The next morning, with his girlfriend Codie, and teammate Julian Kislin with him in his West Village dorm, he decided he was coming back. He would be playing home games at Matthews Arena for one more year. 

After calling his dad, Harris called his coaches Jim Madigan and Jerry Keefe. 

“He just goes about his business and people see how hard he works, and it’s infectious, to be honest with you,” Keefe said of Harris. “I think Jordan definitely made the right decision coming back, being our captain, and leading the way.”

There were a lot of elements that factored into his decision, and finishing his degree was certainly one of them.

“You hear stories of guys who turn pro and they’re not done with their degree five, six years down the road. Fortunately I didn’t have that many classes left this year, but it was nice to think I would be done. I’ll always have that, I’ll always have a Northeastern degree.”

Aside from academics, Harris was excited about the team Northeastern would put on the ice in the winter of 2021. It was a chance to make one more run at accomplishing something special after a year so adversely affected by COVID.

“You’re part of a team for three years and all you want to do is help lead your team and win championships as a group and do the best you can. Being part of the leadership group this year, I want nothing else than for us to win and do well. Coming back, that was one of the major things – having a full year and seeing what we can do with it.”

Keefe has had a front row seat to see Harris’ chemistry with his teammates since Harris arrived in 2018.

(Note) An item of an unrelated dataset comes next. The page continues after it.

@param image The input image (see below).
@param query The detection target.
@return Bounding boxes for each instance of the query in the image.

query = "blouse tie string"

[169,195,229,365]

“Jordan has 28 best friends in that locker room that mean something to him. I think that’s a big part of it, too.”

Money was also something that Harris had to think about. At 21 years old, It’s not easy to wait another year for an NHL contract and a signing bonus. 

“The thought of making money doing your favorite thing in the world – who’s going to say they don’t want that?” he said. “But I really try to take that out of the equation because money’s money and hopefully it will always be there… I really try to not have that be the deciding factor.”

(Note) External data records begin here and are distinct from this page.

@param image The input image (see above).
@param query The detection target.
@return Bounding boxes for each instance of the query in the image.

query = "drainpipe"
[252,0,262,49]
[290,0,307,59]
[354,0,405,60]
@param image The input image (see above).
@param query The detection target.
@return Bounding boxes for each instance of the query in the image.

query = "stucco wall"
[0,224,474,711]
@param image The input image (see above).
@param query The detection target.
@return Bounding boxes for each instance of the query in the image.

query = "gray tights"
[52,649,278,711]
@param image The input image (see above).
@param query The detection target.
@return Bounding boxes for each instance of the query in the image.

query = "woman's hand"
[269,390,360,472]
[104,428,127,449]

After his decision to come back for one more year, there wasn’t much down time for Harris and his teammates, but that was exactly how he wanted it. About half the team was there for spring workouts in May and June, and they practiced at 7 a.m. five days a week.

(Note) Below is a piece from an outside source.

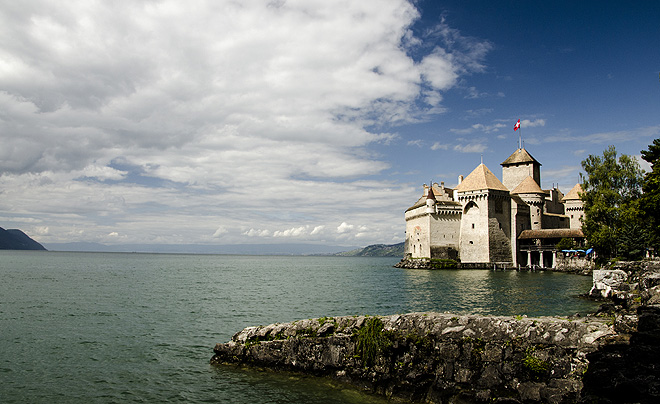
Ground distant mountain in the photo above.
[46,242,352,255]
[0,227,46,251]
[335,242,404,257]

“Being able to do that as a team and work hard and really seeing how much guys want to be a part of a team and get better is huge,” he said. “Every team says they have a really good group, but our group this year is really high character, a lot of really good guys, and guys that are team first.”


At the end of the day, Jacobsak gave up money to leave school and sign a pro contract. He, like everyone else, got his COVID year of eligibility back from the NCAA. He could have come back for his fourth year and maintained the leverage to sign the bigger non-COVID contract he was initially expecting after that season. 

“I went back and forth in my head countless times,” he said. “Once they cut that thing down to five rounds, that was when I really started talking to Glavine… It was a last minute decision.”

Harris, on the other hand, gave up money to come back to school. He had the opportunity to sign the deal he was expecting, but chose to wait.

“Every day I woke up for two weeks and had a different thought… I woke up and said, you know what, I think I’m going to stay.”

Both watched the teams they hadn’t joined find success. Jacobsak watched the Northeastern baseball team win a CAA championship, while Harris watched the Canadiens make an unlikely run to the Stanley Cup Finals.

Neither of them had an easy choice, but they’re both confident in the decisions they made. Regardless of where they end up next, it’s evident that Jacobsak’s resilience and willingness to take a risk, and Harris’ commitment and leadership, will lead to success wherever they go.